Though the significance of flowers has been present for centuries, it is believed that the specific meanings associated with flowers became popular during the Victorian Era, most notably in England. The construction of the “language of flowers” began during this time, and many books, called “floriographies,” were published in attempts to decode the meanings of certain flowers.

Historians now believe that it was rare for anyone to send bouquets containing messages spelled out in flowers, but the widespread popularity of the trend suggests otherwise. Even if the ordeal was largely a game, the associations between emotions, sentiments, and flowers remain popular and prevalent today.

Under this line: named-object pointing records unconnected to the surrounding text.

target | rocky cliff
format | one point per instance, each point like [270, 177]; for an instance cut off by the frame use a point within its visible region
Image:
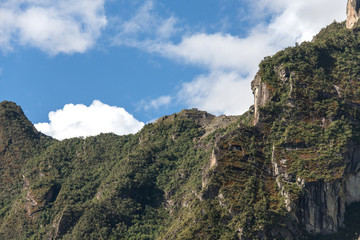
[289, 168]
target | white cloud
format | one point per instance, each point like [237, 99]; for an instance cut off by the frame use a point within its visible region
[156, 103]
[63, 26]
[218, 92]
[232, 61]
[80, 120]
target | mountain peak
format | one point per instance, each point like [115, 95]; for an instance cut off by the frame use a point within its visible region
[353, 13]
[14, 126]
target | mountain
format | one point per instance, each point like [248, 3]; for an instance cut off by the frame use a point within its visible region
[289, 168]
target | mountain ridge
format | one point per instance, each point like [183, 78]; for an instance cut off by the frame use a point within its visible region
[286, 169]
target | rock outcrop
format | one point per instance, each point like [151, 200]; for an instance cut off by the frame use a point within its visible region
[353, 7]
[261, 95]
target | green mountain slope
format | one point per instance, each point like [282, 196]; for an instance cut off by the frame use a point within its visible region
[286, 169]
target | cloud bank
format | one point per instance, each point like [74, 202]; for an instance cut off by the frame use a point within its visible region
[79, 120]
[230, 61]
[62, 26]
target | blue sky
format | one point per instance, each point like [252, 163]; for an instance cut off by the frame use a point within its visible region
[142, 59]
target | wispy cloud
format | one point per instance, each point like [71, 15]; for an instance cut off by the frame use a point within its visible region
[63, 26]
[80, 120]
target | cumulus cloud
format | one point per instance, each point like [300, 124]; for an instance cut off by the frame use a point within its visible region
[80, 120]
[63, 26]
[232, 61]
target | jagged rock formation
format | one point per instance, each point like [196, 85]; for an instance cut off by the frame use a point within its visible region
[289, 168]
[353, 13]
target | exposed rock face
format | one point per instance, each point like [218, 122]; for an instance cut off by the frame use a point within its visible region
[201, 118]
[353, 13]
[321, 206]
[261, 95]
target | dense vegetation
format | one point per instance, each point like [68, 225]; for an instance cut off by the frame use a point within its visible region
[191, 175]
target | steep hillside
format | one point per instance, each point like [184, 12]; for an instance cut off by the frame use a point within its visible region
[286, 169]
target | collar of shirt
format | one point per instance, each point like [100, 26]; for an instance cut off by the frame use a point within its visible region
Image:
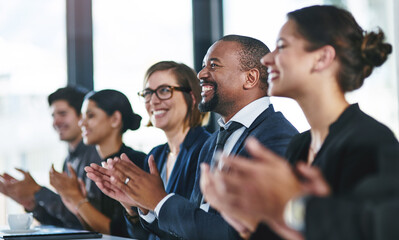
[246, 116]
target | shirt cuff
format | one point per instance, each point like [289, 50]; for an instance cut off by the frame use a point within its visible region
[294, 213]
[160, 204]
[149, 217]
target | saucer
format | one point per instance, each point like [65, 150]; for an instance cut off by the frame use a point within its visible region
[16, 231]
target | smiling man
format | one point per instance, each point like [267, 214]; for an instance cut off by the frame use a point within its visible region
[234, 84]
[47, 207]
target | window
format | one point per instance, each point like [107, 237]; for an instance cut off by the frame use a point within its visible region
[32, 65]
[262, 20]
[130, 36]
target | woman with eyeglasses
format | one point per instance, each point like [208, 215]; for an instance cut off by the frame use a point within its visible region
[171, 95]
[106, 116]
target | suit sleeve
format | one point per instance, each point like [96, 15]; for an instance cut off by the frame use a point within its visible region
[192, 223]
[51, 210]
[333, 218]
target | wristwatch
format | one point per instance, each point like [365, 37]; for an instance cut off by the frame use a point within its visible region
[294, 213]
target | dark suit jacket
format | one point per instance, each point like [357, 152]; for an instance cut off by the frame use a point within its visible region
[183, 219]
[182, 178]
[350, 150]
[371, 211]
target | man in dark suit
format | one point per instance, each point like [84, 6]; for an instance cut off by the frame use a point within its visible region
[307, 208]
[234, 85]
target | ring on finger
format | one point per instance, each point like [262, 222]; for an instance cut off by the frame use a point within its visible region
[127, 180]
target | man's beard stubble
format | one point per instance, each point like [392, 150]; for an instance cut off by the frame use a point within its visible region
[211, 104]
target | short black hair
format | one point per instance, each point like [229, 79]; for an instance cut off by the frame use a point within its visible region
[110, 101]
[252, 51]
[74, 95]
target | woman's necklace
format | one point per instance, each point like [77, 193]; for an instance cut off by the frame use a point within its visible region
[312, 154]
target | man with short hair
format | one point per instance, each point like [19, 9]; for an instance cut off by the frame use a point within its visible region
[47, 206]
[234, 85]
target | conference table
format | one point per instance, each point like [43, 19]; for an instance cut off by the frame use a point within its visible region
[52, 232]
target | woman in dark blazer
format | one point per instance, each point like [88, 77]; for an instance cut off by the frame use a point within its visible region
[171, 95]
[106, 116]
[321, 54]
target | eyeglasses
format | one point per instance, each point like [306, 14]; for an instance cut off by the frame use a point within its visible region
[163, 92]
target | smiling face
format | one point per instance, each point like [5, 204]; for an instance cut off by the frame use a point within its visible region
[289, 65]
[221, 78]
[65, 121]
[169, 114]
[96, 124]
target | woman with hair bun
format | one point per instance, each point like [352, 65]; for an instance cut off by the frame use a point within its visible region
[321, 53]
[107, 115]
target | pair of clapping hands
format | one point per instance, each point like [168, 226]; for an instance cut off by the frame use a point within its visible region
[249, 191]
[122, 180]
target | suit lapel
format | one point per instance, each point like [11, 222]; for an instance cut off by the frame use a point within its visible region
[241, 141]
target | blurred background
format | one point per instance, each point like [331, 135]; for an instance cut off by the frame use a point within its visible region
[98, 44]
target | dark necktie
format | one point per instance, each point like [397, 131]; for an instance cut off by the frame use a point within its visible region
[224, 134]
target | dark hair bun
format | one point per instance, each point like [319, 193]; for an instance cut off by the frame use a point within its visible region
[135, 122]
[374, 51]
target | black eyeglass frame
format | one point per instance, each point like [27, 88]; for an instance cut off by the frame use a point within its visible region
[152, 91]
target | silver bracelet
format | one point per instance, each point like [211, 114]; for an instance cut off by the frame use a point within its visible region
[80, 203]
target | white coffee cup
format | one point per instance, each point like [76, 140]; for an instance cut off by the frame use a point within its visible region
[20, 221]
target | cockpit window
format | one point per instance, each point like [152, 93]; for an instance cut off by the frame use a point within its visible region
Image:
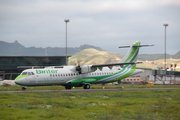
[29, 73]
[24, 73]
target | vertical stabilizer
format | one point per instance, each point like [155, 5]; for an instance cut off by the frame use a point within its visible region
[132, 54]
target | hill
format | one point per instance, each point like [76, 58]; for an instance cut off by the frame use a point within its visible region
[92, 56]
[16, 49]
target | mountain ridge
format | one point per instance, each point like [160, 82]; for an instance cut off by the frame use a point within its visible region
[17, 49]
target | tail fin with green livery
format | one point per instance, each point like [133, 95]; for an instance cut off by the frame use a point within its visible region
[132, 54]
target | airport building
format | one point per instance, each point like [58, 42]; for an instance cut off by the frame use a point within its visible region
[9, 64]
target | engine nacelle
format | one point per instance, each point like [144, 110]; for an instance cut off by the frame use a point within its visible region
[87, 69]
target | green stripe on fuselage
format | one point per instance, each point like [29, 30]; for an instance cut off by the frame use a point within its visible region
[21, 76]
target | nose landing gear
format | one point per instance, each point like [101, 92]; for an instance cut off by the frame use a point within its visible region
[24, 88]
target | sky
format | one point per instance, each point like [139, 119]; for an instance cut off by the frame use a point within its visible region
[107, 24]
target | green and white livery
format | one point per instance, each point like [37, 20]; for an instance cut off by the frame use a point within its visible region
[82, 75]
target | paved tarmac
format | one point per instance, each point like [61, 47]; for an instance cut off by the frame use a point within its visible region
[86, 90]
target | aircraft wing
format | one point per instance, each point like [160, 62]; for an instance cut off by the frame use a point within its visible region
[100, 66]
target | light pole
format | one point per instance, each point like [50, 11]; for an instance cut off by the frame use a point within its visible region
[66, 20]
[165, 49]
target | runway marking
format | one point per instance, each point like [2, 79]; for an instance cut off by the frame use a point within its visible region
[86, 90]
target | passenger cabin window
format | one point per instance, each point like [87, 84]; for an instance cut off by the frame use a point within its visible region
[24, 73]
[27, 73]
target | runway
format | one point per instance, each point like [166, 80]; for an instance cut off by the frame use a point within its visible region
[86, 90]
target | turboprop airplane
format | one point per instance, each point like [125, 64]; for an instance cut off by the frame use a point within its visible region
[81, 75]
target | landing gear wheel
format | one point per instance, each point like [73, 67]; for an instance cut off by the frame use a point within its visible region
[23, 88]
[86, 86]
[68, 87]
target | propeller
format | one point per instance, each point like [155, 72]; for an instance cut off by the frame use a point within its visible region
[78, 67]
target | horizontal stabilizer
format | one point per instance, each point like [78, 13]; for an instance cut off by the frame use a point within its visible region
[136, 46]
[113, 64]
[30, 67]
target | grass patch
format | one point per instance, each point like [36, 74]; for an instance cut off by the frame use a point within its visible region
[150, 105]
[55, 87]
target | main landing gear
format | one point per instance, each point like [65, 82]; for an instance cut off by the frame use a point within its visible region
[86, 86]
[24, 88]
[68, 87]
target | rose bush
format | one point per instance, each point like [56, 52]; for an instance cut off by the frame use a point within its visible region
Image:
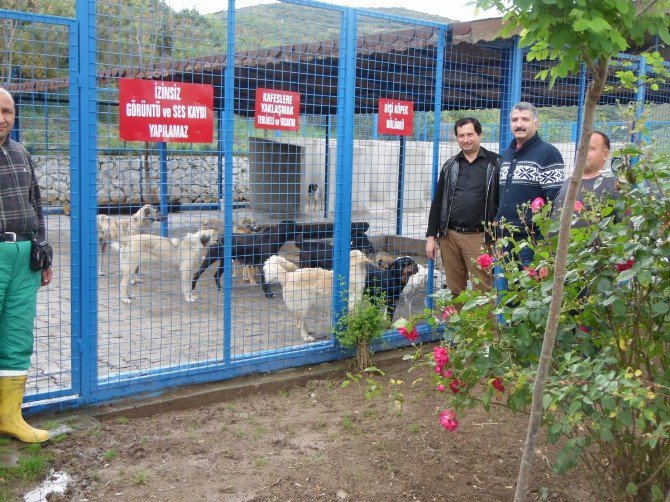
[607, 399]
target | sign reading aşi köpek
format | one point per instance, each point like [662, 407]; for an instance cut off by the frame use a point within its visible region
[173, 112]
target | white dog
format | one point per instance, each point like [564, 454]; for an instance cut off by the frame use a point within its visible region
[185, 254]
[313, 197]
[308, 289]
[419, 281]
[118, 230]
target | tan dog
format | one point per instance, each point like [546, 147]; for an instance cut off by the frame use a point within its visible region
[185, 254]
[384, 259]
[307, 289]
[120, 229]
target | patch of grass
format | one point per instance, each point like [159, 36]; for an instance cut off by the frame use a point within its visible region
[34, 464]
[259, 463]
[349, 425]
[59, 439]
[321, 424]
[50, 425]
[110, 455]
[260, 431]
[140, 478]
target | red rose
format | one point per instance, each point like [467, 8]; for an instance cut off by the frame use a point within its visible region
[485, 260]
[621, 267]
[497, 384]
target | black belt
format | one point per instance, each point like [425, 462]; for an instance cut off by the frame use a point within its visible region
[14, 237]
[462, 230]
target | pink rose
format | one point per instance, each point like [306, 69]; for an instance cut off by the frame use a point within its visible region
[497, 384]
[441, 355]
[448, 311]
[485, 260]
[622, 267]
[448, 420]
[537, 204]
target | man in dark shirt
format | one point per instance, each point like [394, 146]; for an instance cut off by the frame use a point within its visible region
[594, 179]
[465, 201]
[21, 218]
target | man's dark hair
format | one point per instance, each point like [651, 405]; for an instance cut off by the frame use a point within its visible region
[468, 120]
[605, 138]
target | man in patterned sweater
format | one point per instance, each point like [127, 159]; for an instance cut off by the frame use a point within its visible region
[21, 218]
[531, 168]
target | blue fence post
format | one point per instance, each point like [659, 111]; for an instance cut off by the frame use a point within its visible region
[511, 89]
[229, 126]
[220, 148]
[437, 130]
[346, 89]
[640, 95]
[162, 186]
[84, 198]
[326, 169]
[401, 183]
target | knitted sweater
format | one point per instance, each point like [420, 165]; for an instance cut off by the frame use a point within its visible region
[535, 170]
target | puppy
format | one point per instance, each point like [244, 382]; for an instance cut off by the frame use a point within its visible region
[419, 281]
[390, 282]
[313, 197]
[119, 229]
[307, 289]
[185, 254]
[246, 226]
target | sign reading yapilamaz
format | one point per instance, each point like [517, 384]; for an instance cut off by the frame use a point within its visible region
[158, 111]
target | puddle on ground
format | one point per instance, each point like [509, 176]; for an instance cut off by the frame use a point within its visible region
[56, 482]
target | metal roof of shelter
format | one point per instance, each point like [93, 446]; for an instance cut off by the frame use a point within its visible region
[398, 65]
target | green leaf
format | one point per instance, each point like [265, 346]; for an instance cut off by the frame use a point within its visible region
[606, 434]
[574, 407]
[660, 308]
[581, 25]
[623, 7]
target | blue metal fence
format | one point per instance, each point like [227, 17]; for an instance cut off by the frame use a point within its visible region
[93, 347]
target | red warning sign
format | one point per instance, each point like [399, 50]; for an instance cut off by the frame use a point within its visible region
[395, 117]
[172, 112]
[279, 110]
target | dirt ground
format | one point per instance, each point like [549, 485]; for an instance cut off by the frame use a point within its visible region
[314, 442]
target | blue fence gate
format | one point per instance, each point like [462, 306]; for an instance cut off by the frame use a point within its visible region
[329, 127]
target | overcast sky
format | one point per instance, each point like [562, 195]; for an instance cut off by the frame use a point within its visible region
[452, 9]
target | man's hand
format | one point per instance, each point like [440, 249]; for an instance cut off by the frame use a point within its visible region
[47, 275]
[431, 248]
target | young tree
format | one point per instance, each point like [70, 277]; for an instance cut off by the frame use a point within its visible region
[568, 33]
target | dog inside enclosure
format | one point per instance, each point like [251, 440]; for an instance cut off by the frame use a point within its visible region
[184, 254]
[119, 229]
[309, 289]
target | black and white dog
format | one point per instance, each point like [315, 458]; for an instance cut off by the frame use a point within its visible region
[313, 197]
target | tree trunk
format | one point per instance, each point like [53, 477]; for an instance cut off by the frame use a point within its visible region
[363, 354]
[593, 94]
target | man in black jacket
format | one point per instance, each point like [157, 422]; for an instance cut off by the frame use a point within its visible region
[466, 199]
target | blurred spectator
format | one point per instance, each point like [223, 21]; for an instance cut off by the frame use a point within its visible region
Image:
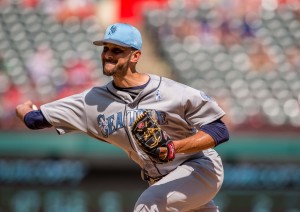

Much like the English Language of Flowers, eastern nations like Japan also have set meanings to their flowers. The Japanese Hanakotoba is not as actively popular as its western counterpart, but it is still in practice in some regions today. Because of the strong Buddhist influence on Japanese culture, many of the meanings held by some flowers are directly tied to religious beliefs and natural beauty. The variety of different languages, associations, and meanings for similar flowers can shed some light on cultural values and beliefs. Flower languages can serve as bridges between unique individuals and cultures.


Sending a Message

Arranging flowers to represent a specific meaning will undoubtedly require some creativity and cautious. Flowers tend to have multiple meanings, so pairing the right blooms with one another to craft a message can be challenging. Still, using the language of flowers to convey a message can allow for a more personalized gift. Here are a few examples.

To congratulate a friend on their first child, you might gift them a bouquet of Daisies (meaning “purity” and “innocence”), Daffodils (meaning “new beginnings”), and Heather (meaning “good luck,” “admiration,” and “protection”). Such an arrangement would convey your support and well-wishes.

If you wanted to send a bouquet saying “I appreciate your affections, but I’d rather just stay friends,” you could send a lovely arrangement of Agrimony (meaning “gratitude”), Forget-Me-Nots (meaning “constancy” and “friendship”), and Hydrangea (meaning “thank you for understanding”).


The process of learning the language of flowers is never-ending, but the task is worthwhile. Creating bouquets that hold meaning beyond their beauty is a way to impress peers and show your loved ones how much you care.